Written & edited by Trevor Knapp.
During my brief time living in Chicago, I spent many weekends visiting the Art Institute. I always had a blast just perusing through the halls of that museum – seeing works from Ruebens, Van Gogh, Monet, Brueghel The Elder, Giacommeti… many fond memories. Seeing the lives of many artists within the canvas and clay.
What really moved me within the Chicago Art Institute was the time I was able to see the entirety of Francisco de Goya’s Disasters of War series. His work changed how I see the world and how I create art as a whole. I didn’t fully grasp how intense this feeling was, but when I walked out of the museum that day, I knew something had happened irrevocably deep within my soul.
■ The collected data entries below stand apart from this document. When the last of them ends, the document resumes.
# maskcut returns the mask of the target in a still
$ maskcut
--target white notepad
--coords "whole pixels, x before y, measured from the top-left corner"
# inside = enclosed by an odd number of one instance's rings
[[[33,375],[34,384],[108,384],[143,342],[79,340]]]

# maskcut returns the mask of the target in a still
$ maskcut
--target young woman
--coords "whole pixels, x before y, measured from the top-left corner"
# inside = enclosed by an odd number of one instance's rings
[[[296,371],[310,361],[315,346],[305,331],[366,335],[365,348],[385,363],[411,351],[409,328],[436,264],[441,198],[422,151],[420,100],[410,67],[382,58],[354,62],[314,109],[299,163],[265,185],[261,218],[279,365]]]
It was one of those foggy, windy, shitty rainy days in Chicago and I had to run my ass 6 blocks down from where I was staying to get to the Art Museum. I scheduled an entire day in their Prints And Drawings Research Room to have a private viewing of Goya’s print series (I highly recommend doing this, you just have to work around the museum’s wonky hours of availability). When I arrived they brought me in right away, sat me down, handed me some fabric gloves, and rolled over this big black and red cart of shelves with Goya’s work within them. And there I sat, slowly peering through each of his prints.
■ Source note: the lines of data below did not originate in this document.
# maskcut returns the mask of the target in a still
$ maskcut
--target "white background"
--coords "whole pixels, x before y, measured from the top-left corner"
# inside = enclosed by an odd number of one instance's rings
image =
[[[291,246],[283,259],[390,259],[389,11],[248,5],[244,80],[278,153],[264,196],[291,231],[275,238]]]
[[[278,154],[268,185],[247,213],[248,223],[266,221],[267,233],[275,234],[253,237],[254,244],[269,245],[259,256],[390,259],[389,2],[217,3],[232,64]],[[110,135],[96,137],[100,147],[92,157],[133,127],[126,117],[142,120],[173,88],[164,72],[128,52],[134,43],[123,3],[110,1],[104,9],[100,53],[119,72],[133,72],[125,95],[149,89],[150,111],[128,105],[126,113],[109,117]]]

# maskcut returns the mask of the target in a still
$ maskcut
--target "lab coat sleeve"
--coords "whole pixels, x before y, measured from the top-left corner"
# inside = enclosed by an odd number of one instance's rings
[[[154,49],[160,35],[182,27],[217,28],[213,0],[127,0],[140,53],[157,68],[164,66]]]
To see the depth of Goya’s black inks, the sharpness of his marks, scaling of his compositions… words fail. I felt like I found a comrade that shares the same vision I have of the world, one that knew exactly how to express that vision. I understand how one would view The Disasters of War as grotesque and bleak, but there is still a sense of beauty in that darkness. There are a still few works within the series that offer glimmers of hope, even within its senseless violence. Seeing work like this with your own eyes in an actual space has its way of changing you.
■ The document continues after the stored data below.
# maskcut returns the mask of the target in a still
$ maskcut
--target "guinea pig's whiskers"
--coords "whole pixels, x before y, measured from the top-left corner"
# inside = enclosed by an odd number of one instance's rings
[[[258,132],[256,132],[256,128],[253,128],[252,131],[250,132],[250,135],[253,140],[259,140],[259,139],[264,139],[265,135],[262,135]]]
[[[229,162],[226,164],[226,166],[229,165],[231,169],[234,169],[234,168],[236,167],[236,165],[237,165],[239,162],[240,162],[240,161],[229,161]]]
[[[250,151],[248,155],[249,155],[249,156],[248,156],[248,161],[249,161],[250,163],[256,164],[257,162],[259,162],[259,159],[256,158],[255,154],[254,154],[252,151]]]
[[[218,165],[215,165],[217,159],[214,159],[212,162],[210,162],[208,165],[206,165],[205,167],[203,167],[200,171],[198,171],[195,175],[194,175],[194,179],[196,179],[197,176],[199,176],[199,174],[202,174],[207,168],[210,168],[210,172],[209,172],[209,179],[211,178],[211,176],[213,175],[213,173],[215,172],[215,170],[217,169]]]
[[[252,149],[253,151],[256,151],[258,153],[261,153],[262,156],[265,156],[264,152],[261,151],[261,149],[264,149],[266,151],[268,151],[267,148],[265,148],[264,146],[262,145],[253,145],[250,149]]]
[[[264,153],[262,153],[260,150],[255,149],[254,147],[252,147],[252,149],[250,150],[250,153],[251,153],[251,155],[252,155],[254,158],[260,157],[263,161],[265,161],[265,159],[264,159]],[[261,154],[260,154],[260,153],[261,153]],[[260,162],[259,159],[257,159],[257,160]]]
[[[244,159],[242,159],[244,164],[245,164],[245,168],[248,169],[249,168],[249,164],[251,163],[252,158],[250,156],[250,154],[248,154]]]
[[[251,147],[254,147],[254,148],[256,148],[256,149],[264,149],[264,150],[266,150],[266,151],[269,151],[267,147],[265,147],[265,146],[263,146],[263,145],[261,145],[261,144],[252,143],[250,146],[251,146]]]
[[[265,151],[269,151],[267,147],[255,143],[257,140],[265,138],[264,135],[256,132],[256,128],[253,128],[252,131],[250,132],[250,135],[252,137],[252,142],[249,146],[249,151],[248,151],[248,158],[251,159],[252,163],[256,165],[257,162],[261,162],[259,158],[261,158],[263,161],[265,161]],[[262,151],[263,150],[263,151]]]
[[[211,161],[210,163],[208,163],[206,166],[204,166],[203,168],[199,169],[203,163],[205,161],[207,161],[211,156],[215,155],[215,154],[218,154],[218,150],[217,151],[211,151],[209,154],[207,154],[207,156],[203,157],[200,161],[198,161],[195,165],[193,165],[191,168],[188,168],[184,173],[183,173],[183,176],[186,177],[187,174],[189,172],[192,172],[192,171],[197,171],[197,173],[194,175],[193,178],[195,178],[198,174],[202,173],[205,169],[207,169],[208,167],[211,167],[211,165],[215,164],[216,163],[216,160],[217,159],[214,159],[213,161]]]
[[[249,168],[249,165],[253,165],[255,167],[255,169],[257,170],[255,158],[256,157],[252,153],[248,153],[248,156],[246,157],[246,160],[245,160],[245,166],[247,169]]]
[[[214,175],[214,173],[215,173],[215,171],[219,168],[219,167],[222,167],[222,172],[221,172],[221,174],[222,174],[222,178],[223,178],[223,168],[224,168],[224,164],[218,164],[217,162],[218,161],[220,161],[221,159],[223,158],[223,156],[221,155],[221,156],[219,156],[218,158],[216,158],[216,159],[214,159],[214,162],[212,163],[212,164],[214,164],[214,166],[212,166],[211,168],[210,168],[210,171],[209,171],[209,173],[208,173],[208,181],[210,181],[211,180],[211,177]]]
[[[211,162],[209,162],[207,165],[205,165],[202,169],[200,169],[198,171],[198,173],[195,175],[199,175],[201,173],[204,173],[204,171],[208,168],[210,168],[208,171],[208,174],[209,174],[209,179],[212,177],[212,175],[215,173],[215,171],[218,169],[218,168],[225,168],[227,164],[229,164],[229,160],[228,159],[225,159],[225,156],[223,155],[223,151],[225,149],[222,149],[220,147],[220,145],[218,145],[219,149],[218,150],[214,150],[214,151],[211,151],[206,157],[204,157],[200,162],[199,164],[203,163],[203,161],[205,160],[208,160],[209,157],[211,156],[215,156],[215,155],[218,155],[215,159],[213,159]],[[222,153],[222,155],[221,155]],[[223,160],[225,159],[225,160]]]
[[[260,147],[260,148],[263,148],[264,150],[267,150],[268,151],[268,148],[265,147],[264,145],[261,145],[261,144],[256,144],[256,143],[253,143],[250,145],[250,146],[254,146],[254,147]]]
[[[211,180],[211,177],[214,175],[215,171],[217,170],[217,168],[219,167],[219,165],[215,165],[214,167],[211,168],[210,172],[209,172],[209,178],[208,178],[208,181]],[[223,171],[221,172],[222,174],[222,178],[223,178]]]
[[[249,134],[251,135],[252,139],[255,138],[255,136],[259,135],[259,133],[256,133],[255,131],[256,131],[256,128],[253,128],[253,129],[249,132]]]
As with any experience that you see with your own eyes, you take something in that a screen cannot give back. Actual experience can alter us in ways that we can move forward in the world with a completely new perspective. This perspective can change our courses beyond recognition… had I not seen Goya’s series in person, I am not sure I would have moved forward with my Metropolis series. I felt reborn.
That is why I own artwork and continue to create artwork: So that I can find new meaning and understanding in the world, so that I can share that with others.
And so, there is something I cannot stress enough when it comes to seeing artwork: go see it in person. Go to the museums, go to the galleries. If you know of any artists in the area that you admire, schedule a time to go meet them and see their work. Get out there and see some art. Let your eyes feel artwork that needs that in person experience. We need to be out there in the world, communicating with one another. Let us use art, to some extent, as that bridge.